While IDM has never quite fallen out of favour in the techno scene, in recent times it seems to be more popular than it has been in a while. Seemingly, producers have begun to look past the rhythmic complexities and experimentation for its own sake that have led to some scoffing at the genre, instead creating music that evokes the beautiful melodicism that was a big part of so much of the music that led to the definition of the term in the 90s. In 2022, listeners have already enjoyed a fantastic example of the style in Kangding Ray’s Ultrachroma, and now we have to add You, the debut album from Yugen, one of the projects of Dutchman Han Frissen, boss of the Konstrukt label. Out on Semantica, a label more typically known for cerebral, yet dark strains of techno and IDM, You is a bright, refreshing take on ambient techno with new age leanings.

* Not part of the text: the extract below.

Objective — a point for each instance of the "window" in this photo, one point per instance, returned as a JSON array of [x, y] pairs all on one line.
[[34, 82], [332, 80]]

You’s 40-minute runtime covers a lot of musical ground, but comes back to a few staples, like the big, complex lead melodies that are present in almost every track. Laid over elaborate, glitchy percussion, the talented Yugen creates a textural contrast that adds a humanising effect instead of causing friction in the music. Toraberu is an early highlight of this and the album’s highlight, while Oblivion shows how the sound still works with a more plaintive and nervous approach. An inverse of the idea is also seen in some points, where the rhythm section has a more organic, groovy tone and the melodies become more mechanical, like on Seclusio, which has a trip-hop energy with a funk bassline and breakbeats, but uses shards of bleeps and warbles to fill out the main melody alongside billowing pads.

As mentioned above, new age is a touchpoint throughout the album, but this doesn’t mean this is a clichéd bit of background music for a massage parlour. Instead, the ideas of new age music are present in how the album synthesises organic and electronic ideas as well as the focus on slow progression on a journey over the duration of a track. Resfaber, the intro to the album, even nods towards the “fourth world” concept with its syncopated hand drums and flute melodies. Although definitely not a dancefloor album, techno still serves to root the release, culminating with Inves, which starts off as straight-forward, subaquatic techno, taking half its runtime before an angelic harp melody brings the track more in line with the rest of the album, letting the listener go on a high note.

You is out now on cassette and in digital format from Semantica Records’s Bandcamp.